(Reuters) - There is now an imminent threat of measles spreading in various regions globally, as COVID-19 led to a steady decline in vaccination coverage and weakened surveillance of the disease, the World Health Organization (WHO) and the U.S. public health agency said on Wednesday.
Measles is one of the most contagious human viruses and is almost entirely preventable through vaccination. However, it requires 95% vaccine coverage to prevent outbreaks among populations.

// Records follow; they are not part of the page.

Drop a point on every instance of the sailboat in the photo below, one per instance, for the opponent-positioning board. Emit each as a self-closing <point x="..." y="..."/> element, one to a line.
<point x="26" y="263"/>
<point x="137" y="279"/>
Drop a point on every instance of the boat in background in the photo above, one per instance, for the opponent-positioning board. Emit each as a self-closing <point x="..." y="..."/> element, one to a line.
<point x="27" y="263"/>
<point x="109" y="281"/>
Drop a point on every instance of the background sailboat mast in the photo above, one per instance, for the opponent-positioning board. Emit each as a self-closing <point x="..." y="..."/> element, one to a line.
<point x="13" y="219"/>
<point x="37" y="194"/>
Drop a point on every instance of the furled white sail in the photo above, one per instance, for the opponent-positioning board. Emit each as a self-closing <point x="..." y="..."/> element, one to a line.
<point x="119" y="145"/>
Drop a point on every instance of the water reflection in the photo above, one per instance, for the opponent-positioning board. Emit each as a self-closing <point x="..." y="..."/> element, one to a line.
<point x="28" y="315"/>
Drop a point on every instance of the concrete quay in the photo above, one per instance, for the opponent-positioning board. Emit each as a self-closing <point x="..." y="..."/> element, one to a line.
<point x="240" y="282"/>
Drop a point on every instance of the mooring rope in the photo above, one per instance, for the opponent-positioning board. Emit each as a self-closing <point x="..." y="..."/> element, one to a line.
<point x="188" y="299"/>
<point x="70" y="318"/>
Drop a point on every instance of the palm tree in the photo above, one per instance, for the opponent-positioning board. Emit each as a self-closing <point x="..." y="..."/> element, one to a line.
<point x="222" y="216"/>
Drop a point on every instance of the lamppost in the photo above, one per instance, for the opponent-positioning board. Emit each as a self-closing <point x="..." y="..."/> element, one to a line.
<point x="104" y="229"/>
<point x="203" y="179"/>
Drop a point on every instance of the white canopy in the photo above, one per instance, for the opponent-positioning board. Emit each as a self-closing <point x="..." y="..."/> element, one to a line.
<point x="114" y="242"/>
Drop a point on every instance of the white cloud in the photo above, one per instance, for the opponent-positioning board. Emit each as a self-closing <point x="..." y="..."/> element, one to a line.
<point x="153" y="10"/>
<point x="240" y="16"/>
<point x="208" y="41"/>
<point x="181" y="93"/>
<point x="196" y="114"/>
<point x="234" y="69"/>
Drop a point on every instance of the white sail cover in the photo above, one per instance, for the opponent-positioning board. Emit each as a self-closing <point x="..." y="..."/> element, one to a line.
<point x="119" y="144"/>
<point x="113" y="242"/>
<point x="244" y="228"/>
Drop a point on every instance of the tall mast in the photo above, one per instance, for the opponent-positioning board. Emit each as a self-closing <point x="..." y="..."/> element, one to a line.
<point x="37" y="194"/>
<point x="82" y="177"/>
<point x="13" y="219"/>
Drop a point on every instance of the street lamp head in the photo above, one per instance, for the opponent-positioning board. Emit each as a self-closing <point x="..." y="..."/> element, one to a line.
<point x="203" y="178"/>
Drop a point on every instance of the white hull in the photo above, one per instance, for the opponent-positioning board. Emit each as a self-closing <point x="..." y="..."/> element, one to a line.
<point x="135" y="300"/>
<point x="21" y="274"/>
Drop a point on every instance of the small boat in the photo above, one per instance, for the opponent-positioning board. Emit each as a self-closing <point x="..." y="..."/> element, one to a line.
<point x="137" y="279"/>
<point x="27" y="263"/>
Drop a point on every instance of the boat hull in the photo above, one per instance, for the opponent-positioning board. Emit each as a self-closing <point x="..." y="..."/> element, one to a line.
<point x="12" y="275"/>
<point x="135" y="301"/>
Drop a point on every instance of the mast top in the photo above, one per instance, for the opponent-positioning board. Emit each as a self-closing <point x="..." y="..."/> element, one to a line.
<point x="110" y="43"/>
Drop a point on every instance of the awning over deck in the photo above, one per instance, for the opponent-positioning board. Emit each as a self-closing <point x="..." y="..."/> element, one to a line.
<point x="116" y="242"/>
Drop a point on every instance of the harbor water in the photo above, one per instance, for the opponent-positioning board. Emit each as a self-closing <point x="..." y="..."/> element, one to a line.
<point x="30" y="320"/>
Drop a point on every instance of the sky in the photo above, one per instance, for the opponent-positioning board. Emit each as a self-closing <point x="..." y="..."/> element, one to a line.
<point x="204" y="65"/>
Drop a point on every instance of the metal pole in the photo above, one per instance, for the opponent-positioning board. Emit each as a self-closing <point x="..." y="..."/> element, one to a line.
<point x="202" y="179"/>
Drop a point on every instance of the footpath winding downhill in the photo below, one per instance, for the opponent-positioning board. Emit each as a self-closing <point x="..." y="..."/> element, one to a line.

A record high of nearly 40 million children missed a measles vaccine dose in 2021 due to hurdles created by the COVID pandemic, the WHO and the U.S. Centers for Disease Control and Prevention (CDC) said in a joint report.
While measles cases have not yet gone up dramatically compared to previous years, now is the time to act, the WHO's measles lead, Patrick O'Connor, told Reuters.
"We are at a crossroads," he said on Tuesday. "It is going to be a very challenging 12-24 months trying to mitigate this."
A combination of factors like lingering social distancing measures and cyclical nature of measles may explain why there has not yet been an explosion of cases despite the widening immunity gaps, but that could change quickly, said O'Connor, pointing out the highly contagious nature of the disease.
The WHO has already seen an increase of large disruptive outbreaks since the start of 2022, rising from 19 to almost 30 by September, O'Connor said, adding that he was particularly worried about parts of sub-Saharan Africa.